Step 3

Step 3

Restore your credit

Restoring your credit requires acquiring new credit.

Only new credit acquired after your “release from bankruptcy” will improve your credit score and show creditors that you are able to borrow responsibly.

Make sure your payments are made on time! Keep in mind, do not use more than 75% (50% is better) of your credit available. For example, if your limit is $1000, then do not charge more than $750 and pay it off gradually. Never ever miss a payment.

Using a secured credit card is a quick way to restore your credit rating. Study your options and choose the one that best suits you.

Not all secured credit cards have their payments reported to credit agencies. If your payments are not reported, your credit score does not increase and therefore your credit itself is not restored. Make sure this condition is included before applying for your credit card.

Factors that may cause the lender to be more lenient in approving a loan are:

      • – A larger downpayment
  • – A lower debt – revenue ratio
  • – A consistent savings account
  • – Reasonable explanations for negative items on credit history

You should increase your credit limit. If you start at the $500 minimum limit, your objective is to increase this limit to demonstrate that you are able to manage a higher credit limit.
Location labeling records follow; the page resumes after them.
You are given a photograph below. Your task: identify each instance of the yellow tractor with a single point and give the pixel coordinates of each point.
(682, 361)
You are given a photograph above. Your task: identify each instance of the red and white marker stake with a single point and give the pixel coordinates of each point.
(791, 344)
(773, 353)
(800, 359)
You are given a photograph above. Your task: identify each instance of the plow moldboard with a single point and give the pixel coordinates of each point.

A limit of $1500 or $2000 is better than $500 because it demonstrates more reponsibility on your part. You will find that after 12 to 18 months of responsible credit card management, you will probably qualify for an unsecured credit card (no deposit).

What is the best type of credit to start with after a bankruptcy?

Any form of of credit is good credit as long as its transaction history and payments are reported to the credit agencies. A secured credit card is one of the most effective and least expensive methods for restoring your credit. Car loans and RRSPs are also good methods for restoring your credit.